As if to emphasise her point, Mzoneli highlights the role of South Africa’s well known Luthuli family, speaking about them not only in the context of their involvement in the African National Congress (ANC) but also in the history of sugarcane production in and around Groutville.
“Albert Luthuli was not only Africa’s first Nobel Peace Prize Laureate and a struggle icon against apartheid, but he was also a sugarcane farmer and the very first consignment of seedcane sent to Eswatini came from his farm here in Groutville. As you can see, we were innovating way back then. Eswatini would not be exporting sugar to South Africa today if it wasn’t for that sugarcane seed that was sent to them all those years ago!”
Mzonli believes it is this enduring spirit that offers solutions for the embattled industry and particularly for small-scale growers who are struggling.
“Alternative energies, bio-fuels, bio-refining and the production of plastics using sugarcane biomass offer hope. The development of different varieties of sugarcane particularly bred for these types of markets is now urgent. This, I believe, is the future for small-scale growers, not crop diversification, and the reason I believe this is because to my mind agriculture as an economy involves a whole range of aspects which can range from soil types, weather, terrain and then the people who are farming those soils and are living in that terrain. All these aspects offer a whole economy that cannot be separated one from another,” she says.
Sugarcane empowered women
Leaning on her crutches as she looks out over the hills of sugarcane on the 150ha family farm, Mzoneli speaks with purpose: “Those individuals you saw in the picture on my wall, they were vested in the empowerment and education of young people and women. They used the proceeds from their sugarcane crop to send their daughters to the renowned Inanda Seminary School from where they went on to become nurses and teachers.

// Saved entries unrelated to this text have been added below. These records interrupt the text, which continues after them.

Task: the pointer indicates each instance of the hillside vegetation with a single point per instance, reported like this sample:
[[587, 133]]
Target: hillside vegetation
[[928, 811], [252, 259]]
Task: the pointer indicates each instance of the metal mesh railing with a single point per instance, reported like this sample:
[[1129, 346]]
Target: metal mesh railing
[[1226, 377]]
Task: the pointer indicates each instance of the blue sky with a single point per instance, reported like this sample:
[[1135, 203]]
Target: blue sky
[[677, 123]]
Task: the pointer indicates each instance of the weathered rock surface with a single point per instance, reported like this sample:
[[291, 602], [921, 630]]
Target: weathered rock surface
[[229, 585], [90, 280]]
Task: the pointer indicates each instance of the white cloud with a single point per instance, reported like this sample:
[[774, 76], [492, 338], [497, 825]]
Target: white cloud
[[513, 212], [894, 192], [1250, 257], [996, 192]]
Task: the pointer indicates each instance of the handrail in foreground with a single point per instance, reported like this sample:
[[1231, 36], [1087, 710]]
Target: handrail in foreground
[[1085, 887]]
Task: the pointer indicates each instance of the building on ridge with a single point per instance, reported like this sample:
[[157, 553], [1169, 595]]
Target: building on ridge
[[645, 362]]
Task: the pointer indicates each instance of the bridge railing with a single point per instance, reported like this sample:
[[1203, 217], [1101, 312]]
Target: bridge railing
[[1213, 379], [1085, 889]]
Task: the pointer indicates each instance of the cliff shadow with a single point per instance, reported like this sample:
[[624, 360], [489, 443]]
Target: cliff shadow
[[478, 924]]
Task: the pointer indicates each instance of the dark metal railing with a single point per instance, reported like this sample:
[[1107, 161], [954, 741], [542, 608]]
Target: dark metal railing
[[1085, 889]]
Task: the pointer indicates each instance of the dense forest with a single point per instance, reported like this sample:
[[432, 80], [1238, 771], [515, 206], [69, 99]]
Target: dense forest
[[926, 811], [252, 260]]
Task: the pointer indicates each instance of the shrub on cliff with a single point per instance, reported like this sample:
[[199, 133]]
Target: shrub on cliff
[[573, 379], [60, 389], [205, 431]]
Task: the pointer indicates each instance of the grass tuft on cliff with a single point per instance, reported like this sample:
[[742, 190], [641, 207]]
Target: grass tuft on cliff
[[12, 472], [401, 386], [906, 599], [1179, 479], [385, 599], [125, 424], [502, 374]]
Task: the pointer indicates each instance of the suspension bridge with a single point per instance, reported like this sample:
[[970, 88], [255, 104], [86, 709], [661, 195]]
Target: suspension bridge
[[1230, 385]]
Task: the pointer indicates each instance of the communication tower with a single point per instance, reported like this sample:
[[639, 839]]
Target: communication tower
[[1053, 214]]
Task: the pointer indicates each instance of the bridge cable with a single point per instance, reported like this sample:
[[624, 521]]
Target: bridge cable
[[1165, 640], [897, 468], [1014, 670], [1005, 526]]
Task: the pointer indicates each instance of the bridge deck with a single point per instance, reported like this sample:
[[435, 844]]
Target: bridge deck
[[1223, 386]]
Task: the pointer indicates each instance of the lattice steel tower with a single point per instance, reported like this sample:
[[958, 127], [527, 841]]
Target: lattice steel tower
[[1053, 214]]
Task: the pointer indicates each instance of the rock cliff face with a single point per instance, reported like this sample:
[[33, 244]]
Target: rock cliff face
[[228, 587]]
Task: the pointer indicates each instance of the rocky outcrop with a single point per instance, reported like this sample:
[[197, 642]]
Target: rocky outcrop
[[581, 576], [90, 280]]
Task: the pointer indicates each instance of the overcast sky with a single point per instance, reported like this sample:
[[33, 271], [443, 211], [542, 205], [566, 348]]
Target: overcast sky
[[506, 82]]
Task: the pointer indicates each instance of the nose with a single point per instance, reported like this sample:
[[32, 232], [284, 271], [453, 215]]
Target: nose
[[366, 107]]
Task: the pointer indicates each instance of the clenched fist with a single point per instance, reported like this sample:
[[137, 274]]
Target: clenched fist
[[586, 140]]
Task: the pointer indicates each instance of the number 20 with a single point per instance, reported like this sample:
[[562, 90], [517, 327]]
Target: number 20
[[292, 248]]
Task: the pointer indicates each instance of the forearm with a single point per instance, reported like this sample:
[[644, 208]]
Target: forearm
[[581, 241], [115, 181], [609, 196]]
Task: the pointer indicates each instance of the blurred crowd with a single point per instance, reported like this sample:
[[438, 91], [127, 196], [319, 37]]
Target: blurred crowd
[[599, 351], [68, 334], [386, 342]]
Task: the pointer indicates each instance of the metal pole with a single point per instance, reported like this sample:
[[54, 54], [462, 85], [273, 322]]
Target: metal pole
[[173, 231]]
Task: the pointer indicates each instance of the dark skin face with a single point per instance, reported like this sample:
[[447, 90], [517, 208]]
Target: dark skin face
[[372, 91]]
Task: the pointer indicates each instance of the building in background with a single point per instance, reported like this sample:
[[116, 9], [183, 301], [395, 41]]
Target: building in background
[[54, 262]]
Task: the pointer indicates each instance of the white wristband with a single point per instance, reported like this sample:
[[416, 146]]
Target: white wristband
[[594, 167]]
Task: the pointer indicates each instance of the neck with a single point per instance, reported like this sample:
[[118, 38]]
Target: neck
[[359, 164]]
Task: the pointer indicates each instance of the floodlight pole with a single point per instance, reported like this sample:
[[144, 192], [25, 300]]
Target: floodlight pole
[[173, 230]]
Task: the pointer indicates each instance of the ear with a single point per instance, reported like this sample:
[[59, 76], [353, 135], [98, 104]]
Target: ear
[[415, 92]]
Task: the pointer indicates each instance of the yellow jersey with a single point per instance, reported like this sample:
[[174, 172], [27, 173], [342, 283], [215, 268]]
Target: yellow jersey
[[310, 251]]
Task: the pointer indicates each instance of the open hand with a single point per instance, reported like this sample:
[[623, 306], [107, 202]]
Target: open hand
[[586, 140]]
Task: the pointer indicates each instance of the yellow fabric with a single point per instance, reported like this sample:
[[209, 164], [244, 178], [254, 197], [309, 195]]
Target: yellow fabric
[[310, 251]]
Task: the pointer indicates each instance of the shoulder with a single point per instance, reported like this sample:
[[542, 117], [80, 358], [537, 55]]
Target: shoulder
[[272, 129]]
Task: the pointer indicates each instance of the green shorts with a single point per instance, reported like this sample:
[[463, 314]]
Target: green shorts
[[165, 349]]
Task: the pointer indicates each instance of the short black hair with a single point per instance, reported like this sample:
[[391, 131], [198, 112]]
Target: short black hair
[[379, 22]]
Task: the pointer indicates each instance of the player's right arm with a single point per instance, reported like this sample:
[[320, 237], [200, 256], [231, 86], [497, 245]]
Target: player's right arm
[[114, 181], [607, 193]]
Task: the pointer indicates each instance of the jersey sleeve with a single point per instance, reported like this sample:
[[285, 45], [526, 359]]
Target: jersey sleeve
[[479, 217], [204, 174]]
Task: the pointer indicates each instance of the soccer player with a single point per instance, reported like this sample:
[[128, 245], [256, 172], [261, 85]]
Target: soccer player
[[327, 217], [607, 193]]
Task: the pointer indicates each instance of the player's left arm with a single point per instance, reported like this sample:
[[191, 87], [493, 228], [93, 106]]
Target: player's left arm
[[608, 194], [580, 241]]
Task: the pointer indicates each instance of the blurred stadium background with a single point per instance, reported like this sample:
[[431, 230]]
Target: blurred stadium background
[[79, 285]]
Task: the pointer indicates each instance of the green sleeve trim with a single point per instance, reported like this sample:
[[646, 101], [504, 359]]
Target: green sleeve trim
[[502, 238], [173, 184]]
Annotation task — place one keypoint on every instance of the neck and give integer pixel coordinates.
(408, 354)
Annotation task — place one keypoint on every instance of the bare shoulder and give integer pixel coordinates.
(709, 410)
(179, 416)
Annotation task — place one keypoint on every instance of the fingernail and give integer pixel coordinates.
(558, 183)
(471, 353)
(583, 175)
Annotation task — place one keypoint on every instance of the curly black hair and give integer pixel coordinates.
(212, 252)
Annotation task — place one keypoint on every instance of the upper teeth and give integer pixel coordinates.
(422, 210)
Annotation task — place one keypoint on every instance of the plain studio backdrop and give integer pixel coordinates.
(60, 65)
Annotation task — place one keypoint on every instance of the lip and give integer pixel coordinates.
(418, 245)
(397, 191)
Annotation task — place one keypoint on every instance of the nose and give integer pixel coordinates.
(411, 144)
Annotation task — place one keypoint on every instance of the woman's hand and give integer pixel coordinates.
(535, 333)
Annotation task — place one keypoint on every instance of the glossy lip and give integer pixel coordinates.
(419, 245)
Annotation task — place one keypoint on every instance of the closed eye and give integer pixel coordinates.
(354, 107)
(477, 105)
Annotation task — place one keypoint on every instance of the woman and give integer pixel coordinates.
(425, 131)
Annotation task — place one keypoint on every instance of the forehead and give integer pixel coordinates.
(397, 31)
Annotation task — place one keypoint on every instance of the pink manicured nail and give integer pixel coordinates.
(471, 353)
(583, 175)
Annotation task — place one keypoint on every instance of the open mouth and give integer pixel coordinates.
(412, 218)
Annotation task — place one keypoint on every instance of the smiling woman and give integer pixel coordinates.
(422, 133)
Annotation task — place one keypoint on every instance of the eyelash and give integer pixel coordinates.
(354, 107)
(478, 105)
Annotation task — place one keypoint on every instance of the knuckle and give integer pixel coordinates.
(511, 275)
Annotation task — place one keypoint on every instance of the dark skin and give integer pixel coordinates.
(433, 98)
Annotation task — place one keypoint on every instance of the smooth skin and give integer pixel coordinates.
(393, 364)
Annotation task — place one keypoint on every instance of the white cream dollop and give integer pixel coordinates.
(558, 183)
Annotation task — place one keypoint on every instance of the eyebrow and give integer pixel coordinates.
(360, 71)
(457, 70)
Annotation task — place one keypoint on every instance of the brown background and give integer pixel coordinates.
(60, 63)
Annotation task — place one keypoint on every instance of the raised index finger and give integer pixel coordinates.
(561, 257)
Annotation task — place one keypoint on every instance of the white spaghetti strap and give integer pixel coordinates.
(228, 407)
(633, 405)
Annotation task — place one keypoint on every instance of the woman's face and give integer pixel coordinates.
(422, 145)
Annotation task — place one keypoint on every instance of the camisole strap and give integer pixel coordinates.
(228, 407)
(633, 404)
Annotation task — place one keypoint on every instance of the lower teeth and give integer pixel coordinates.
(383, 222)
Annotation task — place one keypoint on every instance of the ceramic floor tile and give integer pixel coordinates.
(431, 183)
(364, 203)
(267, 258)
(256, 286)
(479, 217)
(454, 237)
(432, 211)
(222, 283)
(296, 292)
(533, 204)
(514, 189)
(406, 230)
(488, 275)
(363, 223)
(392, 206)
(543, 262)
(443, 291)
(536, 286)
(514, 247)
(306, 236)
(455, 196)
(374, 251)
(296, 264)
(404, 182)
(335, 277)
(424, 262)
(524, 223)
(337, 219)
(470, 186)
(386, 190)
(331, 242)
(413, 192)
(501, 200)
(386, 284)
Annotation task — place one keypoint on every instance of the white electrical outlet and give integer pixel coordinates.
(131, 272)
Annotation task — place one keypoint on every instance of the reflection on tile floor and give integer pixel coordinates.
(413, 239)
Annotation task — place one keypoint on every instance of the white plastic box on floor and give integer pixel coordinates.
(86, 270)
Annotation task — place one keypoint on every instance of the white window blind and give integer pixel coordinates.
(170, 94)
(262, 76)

“My great-grandmother was one of the first nurses to train at the famous McCord’s Missionary Hospital in Durban – I was born there. This is not a new thing for us, although we hear people talking about it as if we have never heard of it before. I believe growing sugarcane does have a future, Groutville has a future, but we need to get back to the basics – that is why I am very proud to be a woman, and a disabled one at that, who can now use my leadership position to promote small-scale growers, their love of innovation and to promote the growing of sugarcane among our young people. If we want to make agriculture attractive as a profession for our young people, we must make sure they can make a decent living. The reason they no longer want to grow sugarcane is it is very, very hard work with little or no return. “I intend to use my position to promote this legacy, our history, this very important story of our ancestors who were small-scale growers, using their crop to provide for their families and to educate their children. Working the land provided for healthy and thriving communities and for individuals who contributed so much to the freedom, we all enjoy to this day.”